You could also do a predicated conditional move instead. Just do the subtraction every time, and use something like cmov to only do the write if you need to.
I don't know if it would end up being faster, though.
Most likely (very very likely) the branch would be faster. It will almost always be predicted correctly (exceptions on the rollover) and cmov can be moderately expensive.
The general rule is to only use cmov if your test condition is mostly random.
I don't think this is true. I tried the sample out, and gcc, clang, and intel's compiler all generate a cmov for the code instead of a branch with -O2. I don't think all these compilers would have used a cmov instead of a branch if the cmov was more expensive than a branch in this case.
It might have something to do with the branch not being part of a loop so the best it can do is assume the branch is random (think something like modding a hash code when it would indeed be random).
Ad was pointed out in the thread, recent cpus have reduced the latency of cmov to a cycle.
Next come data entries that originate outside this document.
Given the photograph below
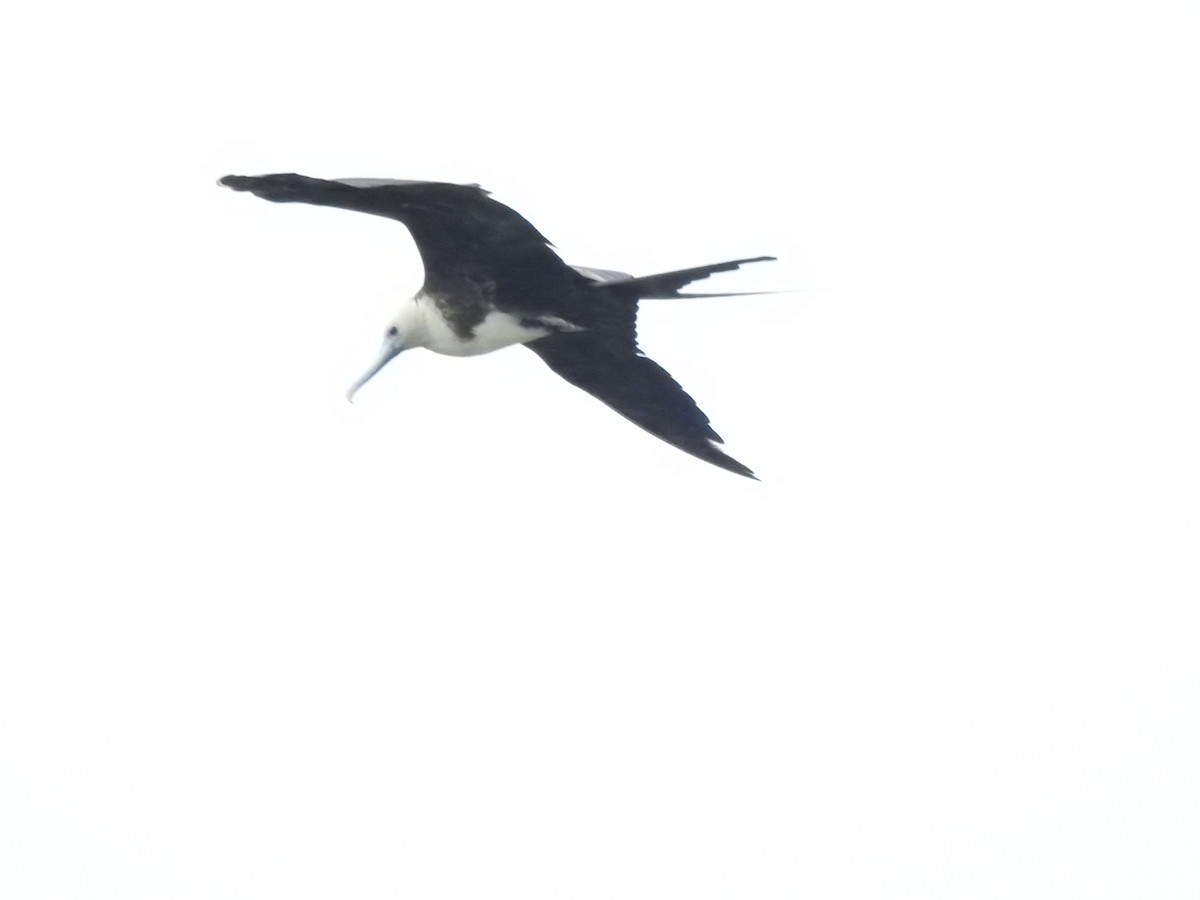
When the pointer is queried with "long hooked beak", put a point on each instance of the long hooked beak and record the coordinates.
(389, 352)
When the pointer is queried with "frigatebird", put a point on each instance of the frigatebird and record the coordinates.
(492, 280)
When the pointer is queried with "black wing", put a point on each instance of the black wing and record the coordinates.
(611, 369)
(665, 286)
(460, 231)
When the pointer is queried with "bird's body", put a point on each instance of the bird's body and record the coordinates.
(492, 281)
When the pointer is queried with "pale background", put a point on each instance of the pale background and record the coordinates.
(477, 636)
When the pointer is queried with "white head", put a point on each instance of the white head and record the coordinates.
(407, 330)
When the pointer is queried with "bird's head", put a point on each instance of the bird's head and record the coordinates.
(394, 343)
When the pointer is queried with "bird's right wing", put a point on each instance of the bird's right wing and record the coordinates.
(613, 371)
(664, 286)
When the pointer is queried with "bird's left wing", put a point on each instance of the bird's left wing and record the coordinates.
(459, 229)
(612, 370)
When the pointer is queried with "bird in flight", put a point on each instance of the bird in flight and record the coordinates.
(492, 280)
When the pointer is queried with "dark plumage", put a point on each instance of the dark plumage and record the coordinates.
(491, 280)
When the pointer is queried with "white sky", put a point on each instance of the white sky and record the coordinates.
(477, 636)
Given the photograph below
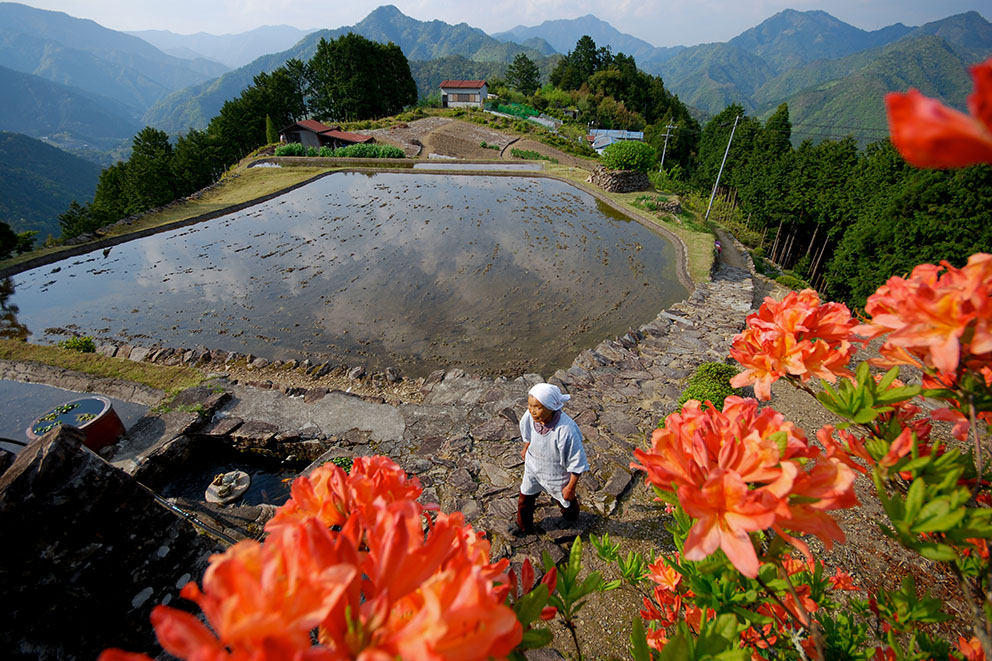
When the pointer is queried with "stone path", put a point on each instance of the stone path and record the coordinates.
(462, 441)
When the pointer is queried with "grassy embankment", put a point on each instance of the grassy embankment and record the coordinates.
(240, 185)
(692, 232)
(161, 377)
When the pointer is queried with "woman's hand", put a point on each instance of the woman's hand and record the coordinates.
(568, 491)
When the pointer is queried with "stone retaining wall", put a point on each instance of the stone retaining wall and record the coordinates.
(619, 181)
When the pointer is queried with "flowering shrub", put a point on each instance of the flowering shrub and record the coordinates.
(348, 556)
(354, 568)
(746, 482)
(928, 134)
(796, 338)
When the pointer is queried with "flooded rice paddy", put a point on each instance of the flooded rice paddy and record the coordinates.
(497, 275)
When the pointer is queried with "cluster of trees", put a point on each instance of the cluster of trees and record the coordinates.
(607, 90)
(12, 242)
(348, 78)
(843, 218)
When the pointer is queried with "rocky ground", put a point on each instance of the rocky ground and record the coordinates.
(458, 432)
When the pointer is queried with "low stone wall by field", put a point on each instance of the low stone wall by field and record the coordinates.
(619, 181)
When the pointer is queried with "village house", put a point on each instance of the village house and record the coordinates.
(311, 133)
(463, 93)
(600, 139)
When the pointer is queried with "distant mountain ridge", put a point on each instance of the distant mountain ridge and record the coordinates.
(562, 34)
(419, 40)
(71, 119)
(787, 59)
(85, 55)
(232, 50)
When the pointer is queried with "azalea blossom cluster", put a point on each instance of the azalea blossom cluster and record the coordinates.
(928, 134)
(348, 556)
(795, 337)
(904, 427)
(939, 318)
(742, 470)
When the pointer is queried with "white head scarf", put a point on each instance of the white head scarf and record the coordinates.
(550, 396)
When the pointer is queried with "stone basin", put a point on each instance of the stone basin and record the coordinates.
(93, 415)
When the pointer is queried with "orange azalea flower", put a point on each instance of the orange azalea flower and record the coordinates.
(971, 650)
(726, 511)
(736, 471)
(332, 495)
(666, 576)
(281, 589)
(797, 336)
(656, 639)
(939, 315)
(408, 593)
(928, 134)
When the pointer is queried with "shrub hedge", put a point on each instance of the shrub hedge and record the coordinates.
(629, 155)
(351, 151)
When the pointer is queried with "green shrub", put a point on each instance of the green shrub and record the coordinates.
(710, 382)
(82, 344)
(290, 149)
(629, 155)
(344, 463)
(528, 155)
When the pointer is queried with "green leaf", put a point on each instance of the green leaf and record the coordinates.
(535, 638)
(528, 607)
(677, 649)
(914, 499)
(638, 641)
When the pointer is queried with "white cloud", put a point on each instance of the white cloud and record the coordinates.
(663, 23)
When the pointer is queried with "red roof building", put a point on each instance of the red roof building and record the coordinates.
(463, 93)
(311, 133)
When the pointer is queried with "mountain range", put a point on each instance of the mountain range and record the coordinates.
(90, 87)
(420, 41)
(231, 50)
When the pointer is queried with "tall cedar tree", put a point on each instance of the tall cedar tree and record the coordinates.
(148, 182)
(352, 78)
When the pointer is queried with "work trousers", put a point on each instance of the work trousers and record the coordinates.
(526, 505)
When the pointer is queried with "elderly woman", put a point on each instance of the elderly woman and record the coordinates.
(553, 455)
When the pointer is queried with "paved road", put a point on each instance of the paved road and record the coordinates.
(729, 254)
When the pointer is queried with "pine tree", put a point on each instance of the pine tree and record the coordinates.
(271, 135)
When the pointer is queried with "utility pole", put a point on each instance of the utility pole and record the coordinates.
(724, 162)
(661, 168)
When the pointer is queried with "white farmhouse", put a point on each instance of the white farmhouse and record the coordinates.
(463, 93)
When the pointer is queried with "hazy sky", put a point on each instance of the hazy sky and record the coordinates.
(660, 22)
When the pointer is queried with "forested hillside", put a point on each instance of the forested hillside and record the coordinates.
(38, 181)
(843, 219)
(85, 55)
(830, 73)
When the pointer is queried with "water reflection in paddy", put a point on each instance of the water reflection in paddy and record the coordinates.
(492, 274)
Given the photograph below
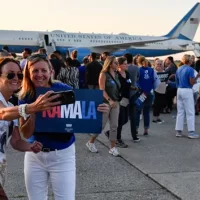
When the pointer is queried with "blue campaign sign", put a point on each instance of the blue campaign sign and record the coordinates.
(80, 117)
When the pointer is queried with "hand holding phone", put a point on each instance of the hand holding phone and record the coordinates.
(66, 97)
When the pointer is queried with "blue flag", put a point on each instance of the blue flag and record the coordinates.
(80, 117)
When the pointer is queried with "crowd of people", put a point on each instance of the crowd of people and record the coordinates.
(131, 86)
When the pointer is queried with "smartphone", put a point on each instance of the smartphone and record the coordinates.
(67, 97)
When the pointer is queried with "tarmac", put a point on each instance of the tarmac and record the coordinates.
(160, 167)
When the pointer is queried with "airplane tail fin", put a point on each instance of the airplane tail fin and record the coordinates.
(191, 22)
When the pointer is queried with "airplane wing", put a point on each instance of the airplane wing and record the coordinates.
(141, 42)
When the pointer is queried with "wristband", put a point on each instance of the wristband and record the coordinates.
(22, 111)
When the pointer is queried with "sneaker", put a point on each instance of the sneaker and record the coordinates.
(160, 121)
(136, 139)
(179, 134)
(193, 135)
(107, 134)
(91, 146)
(121, 144)
(114, 151)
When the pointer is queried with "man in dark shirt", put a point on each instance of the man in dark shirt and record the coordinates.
(134, 74)
(92, 72)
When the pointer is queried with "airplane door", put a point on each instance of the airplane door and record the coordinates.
(46, 39)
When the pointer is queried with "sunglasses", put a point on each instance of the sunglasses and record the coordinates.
(11, 75)
(34, 56)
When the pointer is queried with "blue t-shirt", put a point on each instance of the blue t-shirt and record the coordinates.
(146, 79)
(48, 142)
(183, 75)
(82, 76)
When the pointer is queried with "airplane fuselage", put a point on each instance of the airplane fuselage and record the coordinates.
(86, 42)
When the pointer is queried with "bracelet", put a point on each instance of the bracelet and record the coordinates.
(22, 111)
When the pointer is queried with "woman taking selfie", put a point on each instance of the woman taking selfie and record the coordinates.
(10, 81)
(56, 161)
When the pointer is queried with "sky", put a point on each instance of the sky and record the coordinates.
(143, 17)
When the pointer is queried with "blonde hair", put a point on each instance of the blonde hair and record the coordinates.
(141, 59)
(109, 60)
(186, 59)
(28, 87)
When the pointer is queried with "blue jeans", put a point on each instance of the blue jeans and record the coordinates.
(146, 112)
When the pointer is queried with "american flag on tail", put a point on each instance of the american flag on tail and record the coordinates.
(194, 20)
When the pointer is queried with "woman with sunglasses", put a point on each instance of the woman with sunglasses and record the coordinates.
(110, 84)
(58, 163)
(10, 81)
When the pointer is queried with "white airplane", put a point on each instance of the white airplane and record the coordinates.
(179, 39)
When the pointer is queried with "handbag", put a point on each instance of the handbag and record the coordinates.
(118, 88)
(124, 102)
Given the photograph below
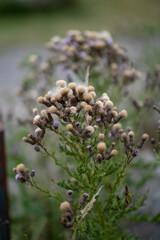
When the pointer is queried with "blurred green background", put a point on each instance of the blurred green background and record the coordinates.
(29, 24)
(37, 22)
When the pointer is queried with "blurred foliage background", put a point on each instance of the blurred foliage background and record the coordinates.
(32, 23)
(37, 20)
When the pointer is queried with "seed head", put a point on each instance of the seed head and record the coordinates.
(81, 89)
(72, 86)
(52, 109)
(131, 134)
(61, 83)
(145, 137)
(69, 127)
(101, 146)
(40, 100)
(65, 206)
(101, 136)
(109, 104)
(123, 114)
(91, 89)
(90, 129)
(114, 152)
(20, 167)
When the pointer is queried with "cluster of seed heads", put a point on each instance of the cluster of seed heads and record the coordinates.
(90, 48)
(84, 116)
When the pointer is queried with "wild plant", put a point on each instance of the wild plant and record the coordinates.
(94, 153)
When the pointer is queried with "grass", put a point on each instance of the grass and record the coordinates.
(137, 18)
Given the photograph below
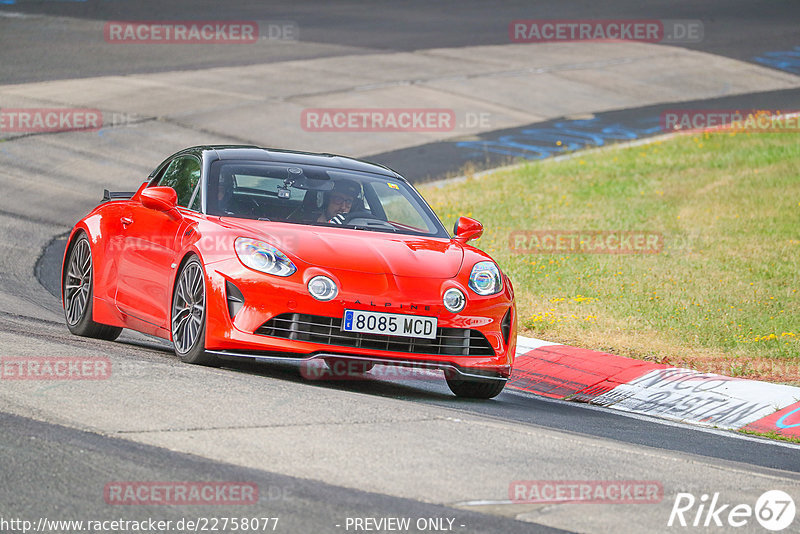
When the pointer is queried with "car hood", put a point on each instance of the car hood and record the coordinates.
(358, 250)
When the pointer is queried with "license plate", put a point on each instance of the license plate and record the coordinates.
(389, 324)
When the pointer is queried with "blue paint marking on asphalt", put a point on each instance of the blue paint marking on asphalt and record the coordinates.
(788, 60)
(780, 423)
(563, 136)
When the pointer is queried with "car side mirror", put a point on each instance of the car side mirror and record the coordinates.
(159, 198)
(467, 229)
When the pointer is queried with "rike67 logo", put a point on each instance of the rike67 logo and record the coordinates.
(774, 510)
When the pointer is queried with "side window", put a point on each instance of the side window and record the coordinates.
(183, 175)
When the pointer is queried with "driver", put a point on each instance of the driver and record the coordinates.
(339, 201)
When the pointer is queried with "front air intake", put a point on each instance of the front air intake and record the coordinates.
(328, 331)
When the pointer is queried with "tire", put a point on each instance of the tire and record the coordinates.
(475, 388)
(188, 315)
(78, 292)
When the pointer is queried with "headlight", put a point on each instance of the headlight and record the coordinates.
(454, 300)
(322, 288)
(263, 257)
(485, 278)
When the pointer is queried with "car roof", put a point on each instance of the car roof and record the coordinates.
(256, 153)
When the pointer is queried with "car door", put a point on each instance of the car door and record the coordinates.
(151, 244)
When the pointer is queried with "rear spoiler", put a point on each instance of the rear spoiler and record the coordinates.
(116, 195)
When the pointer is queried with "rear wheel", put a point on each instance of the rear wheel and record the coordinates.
(79, 292)
(475, 388)
(189, 315)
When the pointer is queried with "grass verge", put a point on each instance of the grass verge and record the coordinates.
(720, 296)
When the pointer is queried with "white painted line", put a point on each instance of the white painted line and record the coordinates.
(527, 344)
(661, 421)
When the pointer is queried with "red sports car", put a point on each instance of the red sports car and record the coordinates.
(246, 252)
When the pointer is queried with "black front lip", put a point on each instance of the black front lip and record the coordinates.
(466, 374)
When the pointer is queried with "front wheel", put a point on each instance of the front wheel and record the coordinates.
(475, 388)
(79, 292)
(189, 315)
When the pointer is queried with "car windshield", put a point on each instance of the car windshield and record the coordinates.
(314, 195)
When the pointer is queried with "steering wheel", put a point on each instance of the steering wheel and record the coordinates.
(366, 218)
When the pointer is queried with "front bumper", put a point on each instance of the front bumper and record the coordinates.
(279, 320)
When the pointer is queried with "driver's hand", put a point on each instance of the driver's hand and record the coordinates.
(338, 219)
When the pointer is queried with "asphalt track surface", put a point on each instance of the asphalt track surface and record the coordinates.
(55, 469)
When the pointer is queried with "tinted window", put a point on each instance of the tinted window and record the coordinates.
(183, 175)
(307, 194)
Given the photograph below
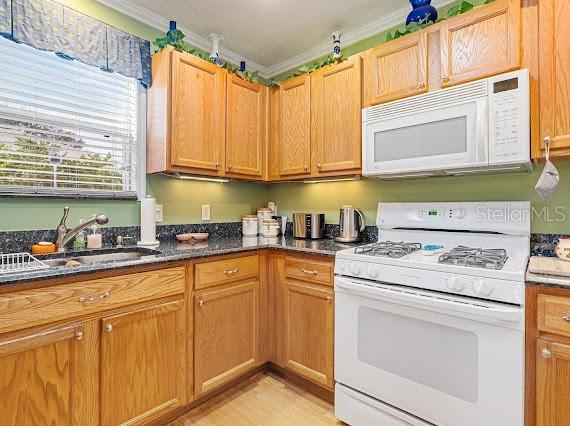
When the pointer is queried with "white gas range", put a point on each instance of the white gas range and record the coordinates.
(429, 321)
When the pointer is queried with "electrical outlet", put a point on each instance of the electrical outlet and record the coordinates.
(158, 213)
(206, 212)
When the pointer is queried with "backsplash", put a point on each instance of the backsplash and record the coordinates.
(17, 241)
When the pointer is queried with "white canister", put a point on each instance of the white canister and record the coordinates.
(262, 214)
(270, 228)
(563, 248)
(249, 226)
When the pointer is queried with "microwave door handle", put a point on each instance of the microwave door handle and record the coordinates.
(362, 219)
(413, 299)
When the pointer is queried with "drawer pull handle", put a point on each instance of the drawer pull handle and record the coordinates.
(94, 298)
(231, 272)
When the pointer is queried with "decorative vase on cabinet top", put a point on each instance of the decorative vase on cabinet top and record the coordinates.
(422, 12)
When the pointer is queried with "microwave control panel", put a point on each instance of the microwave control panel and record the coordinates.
(509, 117)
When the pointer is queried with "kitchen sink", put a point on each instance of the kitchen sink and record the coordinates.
(90, 258)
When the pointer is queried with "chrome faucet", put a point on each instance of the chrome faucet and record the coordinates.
(65, 235)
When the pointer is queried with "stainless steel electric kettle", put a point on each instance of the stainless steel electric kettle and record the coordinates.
(352, 223)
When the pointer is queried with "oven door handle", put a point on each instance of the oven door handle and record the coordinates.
(411, 298)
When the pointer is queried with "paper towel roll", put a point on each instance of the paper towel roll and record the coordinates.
(148, 224)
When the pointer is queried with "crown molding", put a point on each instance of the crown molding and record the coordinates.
(150, 18)
(383, 23)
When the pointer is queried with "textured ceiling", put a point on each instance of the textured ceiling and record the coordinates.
(271, 31)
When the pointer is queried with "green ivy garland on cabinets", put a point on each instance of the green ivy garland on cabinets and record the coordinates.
(412, 27)
(176, 40)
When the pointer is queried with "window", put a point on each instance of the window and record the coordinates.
(66, 129)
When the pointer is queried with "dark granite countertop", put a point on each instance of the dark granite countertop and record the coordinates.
(171, 251)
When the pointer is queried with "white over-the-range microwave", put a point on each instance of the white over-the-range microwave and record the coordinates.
(477, 127)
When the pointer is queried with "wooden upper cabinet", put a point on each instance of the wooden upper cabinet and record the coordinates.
(45, 378)
(552, 383)
(481, 43)
(336, 104)
(226, 334)
(294, 151)
(309, 332)
(245, 127)
(396, 69)
(554, 76)
(143, 364)
(198, 113)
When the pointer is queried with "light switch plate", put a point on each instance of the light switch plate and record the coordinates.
(206, 212)
(158, 213)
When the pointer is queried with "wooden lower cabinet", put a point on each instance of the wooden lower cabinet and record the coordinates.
(553, 383)
(44, 378)
(309, 317)
(143, 368)
(226, 334)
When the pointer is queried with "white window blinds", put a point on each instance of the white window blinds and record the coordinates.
(66, 128)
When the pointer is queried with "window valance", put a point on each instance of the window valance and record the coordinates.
(51, 26)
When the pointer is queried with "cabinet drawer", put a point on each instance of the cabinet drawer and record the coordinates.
(309, 270)
(224, 271)
(44, 305)
(554, 314)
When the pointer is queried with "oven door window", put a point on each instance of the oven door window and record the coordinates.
(431, 354)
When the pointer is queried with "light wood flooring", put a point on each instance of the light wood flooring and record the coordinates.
(264, 400)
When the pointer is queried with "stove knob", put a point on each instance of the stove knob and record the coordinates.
(454, 284)
(481, 288)
(372, 271)
(355, 268)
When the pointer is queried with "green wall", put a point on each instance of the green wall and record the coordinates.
(229, 201)
(329, 197)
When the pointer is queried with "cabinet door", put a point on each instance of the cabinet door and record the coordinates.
(226, 334)
(481, 43)
(396, 69)
(46, 378)
(143, 367)
(198, 113)
(552, 384)
(335, 113)
(245, 127)
(295, 122)
(309, 332)
(554, 72)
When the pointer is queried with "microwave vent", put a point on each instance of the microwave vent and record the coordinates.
(426, 102)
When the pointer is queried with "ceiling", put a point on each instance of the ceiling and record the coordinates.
(272, 35)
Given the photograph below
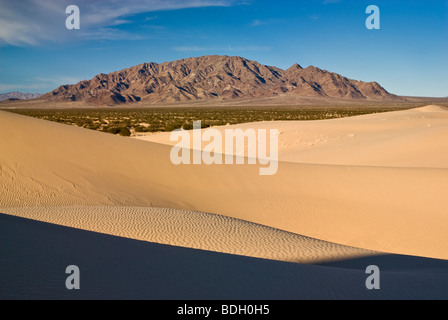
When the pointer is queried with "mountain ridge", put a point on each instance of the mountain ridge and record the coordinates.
(15, 95)
(213, 77)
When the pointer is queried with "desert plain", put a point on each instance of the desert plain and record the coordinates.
(348, 193)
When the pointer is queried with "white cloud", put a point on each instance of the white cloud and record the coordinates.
(32, 22)
(222, 49)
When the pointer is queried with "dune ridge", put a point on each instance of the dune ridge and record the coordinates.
(197, 230)
(382, 208)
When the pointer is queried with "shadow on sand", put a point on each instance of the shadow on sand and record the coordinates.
(34, 256)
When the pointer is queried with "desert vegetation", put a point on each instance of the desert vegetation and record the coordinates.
(127, 122)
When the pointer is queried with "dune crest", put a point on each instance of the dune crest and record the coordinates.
(382, 208)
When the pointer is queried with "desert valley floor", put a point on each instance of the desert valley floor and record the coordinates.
(349, 193)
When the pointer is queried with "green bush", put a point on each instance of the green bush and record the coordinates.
(121, 131)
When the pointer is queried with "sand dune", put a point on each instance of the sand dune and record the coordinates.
(197, 230)
(412, 138)
(371, 202)
(35, 254)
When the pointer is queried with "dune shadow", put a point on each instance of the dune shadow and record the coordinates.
(34, 256)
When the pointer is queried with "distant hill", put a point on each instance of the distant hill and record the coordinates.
(18, 96)
(214, 77)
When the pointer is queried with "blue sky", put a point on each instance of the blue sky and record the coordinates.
(408, 55)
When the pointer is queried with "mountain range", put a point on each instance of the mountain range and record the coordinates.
(18, 96)
(213, 77)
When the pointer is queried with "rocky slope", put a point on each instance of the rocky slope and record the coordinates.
(213, 77)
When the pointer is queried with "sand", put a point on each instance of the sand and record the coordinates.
(381, 186)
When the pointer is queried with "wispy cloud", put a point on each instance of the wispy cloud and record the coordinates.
(222, 49)
(262, 22)
(32, 22)
(39, 84)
So your result could also depend on your architecture.
It does, but it may run out of non-dependent instructions to execute while waiting for the long pole of the cmov dependency chain to finish.
This used to be a problem on Pentium4 where cmov had high latency (4 cycles or more), but today, IIRC, a register-to-register cmov is only one cycle, so it is safe to use whenever a branch could have a non-trivial misprediction rate.
I don't know if it would end up being faster, though.